FIG. 2.

Altered gene expression (A) and key regulatory proteins in growth signaling pathway (B) in adult female homozygous thrab 1-bp insertion (m/m) mutant fish. The mRNA expression of gh1, smtla, and smtlb in pituitary (A-I) and mRNA expression of igf-1a, igf-1b, igf-1ra, igf-1rb, Ir-a, glut4, and myo in the muscles (A-II) of WT (solid bars) and sibling homozygous thrab 1-bp insertion (m/m) mutant fish (open bars) were determined by RT-PCR as described in Materials and Methods section.
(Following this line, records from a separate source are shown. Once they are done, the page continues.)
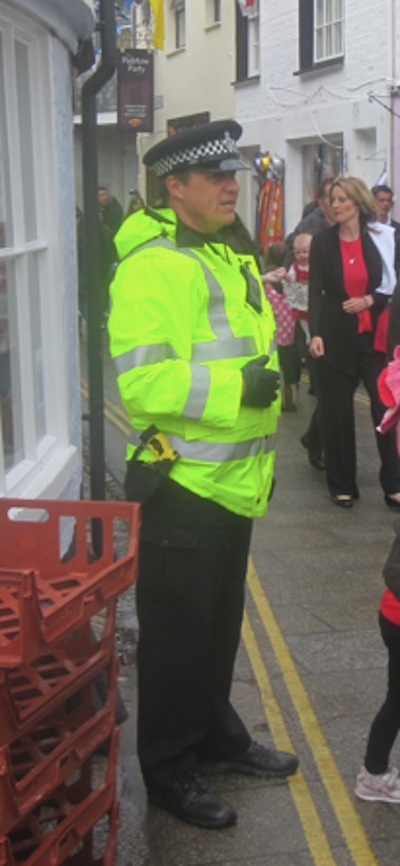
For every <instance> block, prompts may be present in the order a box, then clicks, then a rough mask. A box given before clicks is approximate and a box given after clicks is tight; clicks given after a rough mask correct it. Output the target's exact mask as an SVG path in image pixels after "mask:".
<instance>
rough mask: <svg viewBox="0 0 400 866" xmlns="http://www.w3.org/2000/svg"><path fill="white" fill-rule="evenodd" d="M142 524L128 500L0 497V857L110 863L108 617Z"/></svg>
mask: <svg viewBox="0 0 400 866" xmlns="http://www.w3.org/2000/svg"><path fill="white" fill-rule="evenodd" d="M94 524H95V525H96V527H97V536H98V537H99V538H100V539H101V552H97V553H96V557H94V556H93V551H92V548H91V545H90V537H91V535H90V530H91V529H92V528H93V525H94ZM139 525H140V518H139V506H138V505H136V504H133V503H124V502H122V503H121V502H83V501H79V502H76V501H62V502H60V501H53V500H52V501H48V500H35V501H32V500H21V499H15V500H11V499H0V538H1V541H0V866H17V864H18V866H20V864H24V866H58V864H61V863H63V862H65V861H66V859H67V858H68V864H70V866H92V864H96V866H113V864H114V863H115V860H116V850H117V824H118V800H117V796H116V769H117V749H118V731H117V729H116V726H115V706H116V696H117V673H118V658H117V655H116V649H115V617H116V603H117V598H118V596H119V595H120V594H121V593H122V592H125V591H126V590H127V589H128V588H129V586H131V584H132V582H133V581H134V579H135V577H136V570H137V549H138V540H139ZM88 530H89V531H88ZM99 530H100V531H99ZM121 536H123V537H125V538H126V537H127V538H128V543H127V550H126V551H124V553H123V555H122V556H120V558H118V556H117V554H116V543H115V542H116V538H117V539H118V538H121ZM66 545H67V553H65V549H64V548H65V547H66ZM100 610H103V611H104V614H105V616H104V620H103V621H104V630H103V633H102V634H101V636H97V637H95V636H94V631H93V629H92V628H91V618H92V617H93V616H94V615H95V614H97V613H98V612H99V611H100ZM99 675H100V676H101V677H102V679H103V680H104V678H105V679H106V684H107V697H106V701H105V704H104V706H101V707H100V708H98V709H97V711H96V710H95V709H94V703H93V689H94V678H95V677H96V676H99ZM97 703H98V702H97ZM105 742H106V743H107V745H108V749H107V750H106V751H107V753H108V754H107V759H106V767H105V771H104V773H103V775H102V778H101V779H100V780H99V779H98V778H96V774H98V771H99V761H97V762H96V761H94V760H93V755H94V752H95V751H96V749H98V747H99V746H100V745H101V744H103V743H105ZM100 763H101V765H102V766H103V764H104V762H100ZM98 848H100V849H101V850H100V851H99V850H97V849H98Z"/></svg>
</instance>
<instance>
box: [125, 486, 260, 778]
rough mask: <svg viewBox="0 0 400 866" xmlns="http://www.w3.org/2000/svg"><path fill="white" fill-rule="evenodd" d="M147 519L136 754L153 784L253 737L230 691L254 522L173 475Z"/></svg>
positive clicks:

Number of fish = 10–15 for pituitaries, 5–3 for muscles. (B-I) Western blot analysis was carried out for p-AKT (Ser473), total AKT, p-p70S6 (Thr389), total p70S6, p-S6 (Ser240/244), total S6, and GAPDH, using muscle as described in Materials and Methods section. (B-II) Quantitative analysis of relative protein expression levels of the ratios of p-AKT to total AKT (a), p-p70S6 to total p70S6 (b), and p-S6 to total S6 (c) using GAPDH as a loading control. The data are shown as mean ± SE (n = 3; the p-values are indicated). Two-tail unpaired t-test, p-adjusted <0.05 was used for statistical analysis. mRNA, messenger RNA; RT-PCR, real-time PCR.